可以看到存在部分地区的违约率高于平均值，可以单独拿出Top地区做特征衍生

In [None]:
# subGrade
"""计算subGrade的违约率情况"""
df_bucket = df_train.groupby('subGrade')
bad_trend = pd.DataFrame()

bad_trend['total'] = df_bucket['isDefault'].count()
bad_trend['bad'] = df_bucket['isDefault'].sum()
bad_trend['bad_rate'] = round(bad_trend['bad']/bad_trend['total'], 4)*100
bad_trend = bad_trend.reset_index()

In [None]:
fig = plt.figure(figsize=(20,10))
fig.add_subplot(2,1,1)
sns.countplot(x='subGrade',data=df_train.sort_values(by='subGrade'), hue='isDefault')
fig.add_subplot(2,1,2)
sns.lineplot(x='subGrade',y='bad_rate',data=bad_trend)

这个指标本身和违约情况呈高度线性相关，考虑内生性

In [None]:
"""计算grade的违约率情况"""
df_bucket = df_train.groupby('grade')
bad_trend = pd.DataFrame()

bad_trend['total'] = df_bucket['isDefault'].count()
bad_trend['bad'] = df_bucket['isDefault'].sum()
bad_trend['bad_rate'] = round(bad_trend['bad']/bad_trend['total'], 4)*100
bad_trend = bad_trend.reset_index()

In [None]:
fig = plt.figure(figsize=(20,10))
fig.add_subplot(2,1,1)
sns.countplot(x='grade',data=df_train.sort_values(by='grade'), hue='isDefault')
fig.add_subplot(2,1,2)
sns.lineplot(x='grade',y='bad_rate',data=bad_trend)

和subGrade类似

In [None]:
"""计算delinquency_2years的违约率情况"""
df_bucket = df_train.groupby('delinquency_2years')
bad_trend = pd.DataFrame()

bad_trend['total'] = df_bucket['isDefault'].count()
bad_trend['bad'] = df_bucket['isDefault'].sum()
bad_trend['bad_rate'] = round(bad_trend['bad']/bad_trend['total'], 4)*100
bad_trend = bad_trend.reset_index()

In [None]:
# 画图显示
fig, ax = plt.subplots(2, 1, figsize=(25,15))
plt.title('违约率的delinquency_2years趋势图')
sns.countplot(x='delinquency_2years', hue='isDefault', data=df_train.sort_values(['delinquency_2years']), ax=ax[0])
sns.pointplot(data=bad_trend.sort_values(by='bad_rate', ascending=False), x='delinquency_2years', y='bad_rate', ax=ax[1])

plt.show()

看图说话：

存在部分类别对应的违约率为0，也存在部分类别对应的位于率为100%，一般可以考虑：为0的为一类，为100%的为一类，其余的为一类。

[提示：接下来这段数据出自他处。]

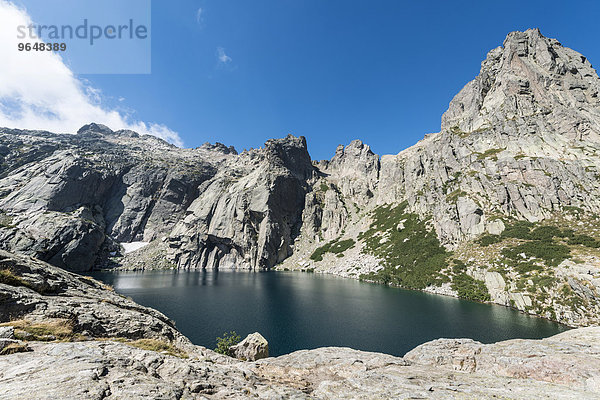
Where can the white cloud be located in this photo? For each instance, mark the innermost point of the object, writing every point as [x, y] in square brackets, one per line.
[38, 91]
[222, 57]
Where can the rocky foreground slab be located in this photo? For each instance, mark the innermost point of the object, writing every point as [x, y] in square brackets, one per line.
[68, 337]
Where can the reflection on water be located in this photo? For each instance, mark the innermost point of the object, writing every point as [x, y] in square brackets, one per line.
[301, 310]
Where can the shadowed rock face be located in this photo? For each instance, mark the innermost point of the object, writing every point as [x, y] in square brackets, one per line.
[70, 198]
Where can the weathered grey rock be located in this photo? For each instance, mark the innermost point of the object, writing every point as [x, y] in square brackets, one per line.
[565, 366]
[252, 348]
[7, 332]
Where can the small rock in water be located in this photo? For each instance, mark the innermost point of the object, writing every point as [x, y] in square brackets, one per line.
[252, 348]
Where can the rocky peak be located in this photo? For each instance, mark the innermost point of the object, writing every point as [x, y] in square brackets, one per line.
[531, 84]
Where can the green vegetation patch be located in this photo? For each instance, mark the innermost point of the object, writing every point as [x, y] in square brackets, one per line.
[552, 253]
[335, 247]
[470, 288]
[49, 330]
[411, 252]
[158, 346]
[453, 197]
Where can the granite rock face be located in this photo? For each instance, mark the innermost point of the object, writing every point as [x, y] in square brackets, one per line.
[94, 366]
[521, 142]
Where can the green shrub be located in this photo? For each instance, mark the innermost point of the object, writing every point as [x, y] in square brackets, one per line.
[518, 230]
[225, 342]
[584, 240]
[551, 253]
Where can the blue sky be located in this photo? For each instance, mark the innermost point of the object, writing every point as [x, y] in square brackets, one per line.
[331, 70]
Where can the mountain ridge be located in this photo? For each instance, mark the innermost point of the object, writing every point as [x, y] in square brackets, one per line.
[458, 213]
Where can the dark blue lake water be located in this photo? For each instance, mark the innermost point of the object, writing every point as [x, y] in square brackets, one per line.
[295, 310]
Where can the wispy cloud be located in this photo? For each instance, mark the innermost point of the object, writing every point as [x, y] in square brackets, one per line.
[38, 91]
[222, 56]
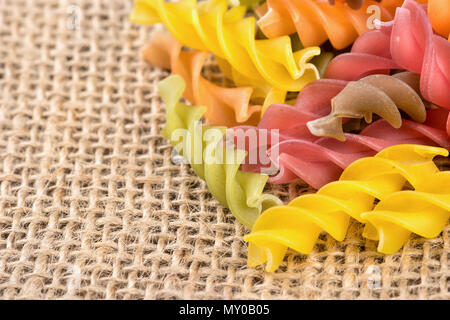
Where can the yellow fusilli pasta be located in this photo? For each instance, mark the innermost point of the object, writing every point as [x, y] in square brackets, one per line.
[298, 224]
[426, 213]
[209, 25]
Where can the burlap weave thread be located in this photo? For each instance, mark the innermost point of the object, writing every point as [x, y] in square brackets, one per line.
[92, 207]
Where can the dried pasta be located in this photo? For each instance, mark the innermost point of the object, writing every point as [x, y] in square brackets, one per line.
[298, 224]
[316, 21]
[208, 25]
[225, 106]
[239, 191]
[296, 153]
[408, 43]
[380, 94]
[439, 14]
[424, 211]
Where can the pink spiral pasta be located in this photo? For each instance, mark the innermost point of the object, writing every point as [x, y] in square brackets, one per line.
[408, 43]
[296, 153]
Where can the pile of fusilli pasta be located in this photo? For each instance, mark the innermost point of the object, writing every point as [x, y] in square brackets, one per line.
[372, 86]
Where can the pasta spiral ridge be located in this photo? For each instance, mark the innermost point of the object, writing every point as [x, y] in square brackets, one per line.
[298, 224]
[208, 25]
[225, 106]
[296, 153]
[408, 43]
[218, 165]
[439, 14]
[380, 94]
[426, 214]
[316, 21]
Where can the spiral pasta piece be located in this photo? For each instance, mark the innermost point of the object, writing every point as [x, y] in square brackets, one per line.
[424, 211]
[316, 21]
[225, 106]
[298, 224]
[380, 94]
[208, 25]
[439, 14]
[296, 153]
[408, 43]
[217, 164]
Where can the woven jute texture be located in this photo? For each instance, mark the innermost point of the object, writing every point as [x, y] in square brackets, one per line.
[92, 206]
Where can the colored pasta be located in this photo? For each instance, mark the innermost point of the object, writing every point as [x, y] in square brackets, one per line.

但是如果你结合字段含义和对应类别的样本数量去看的话，delinquency_2years表示借款人过去2年信用档案中逾期30天以上的违约事件数，且 delinquency_2years为0、1、2的样本占比超过95%，其余样本根本不足以考虑，所以也就不存在0%和100%的情况。

In [None]:
"""计算ficoRangeLow的违约率情况"""
df_bucket = df_train.groupby('ficoRangeLow')
bad_trend = pd.DataFrame()

bad_trend['total'] = df_bucket['isDefault'].count()
bad_trend['bad'] = df_bucket['isDefault'].sum()
bad_trend['bad_rate'] = round(bad_trend['bad']/bad_trend['total'], 4)*100
bad_trend = bad_trend.reset_index()

In [None]:
fig = plt.figure(figsize=(20,10))
fig.add_subplot(2,1,1)
sns.countplot(x='ficoRangeLow',data=df_train, hue='isDefault') #.sort_values(by='grade')
fig.add_subplot(2,1,2)
sns.lineplot(x='ficoRangeLow',y='bad_rate',data=bad_trend)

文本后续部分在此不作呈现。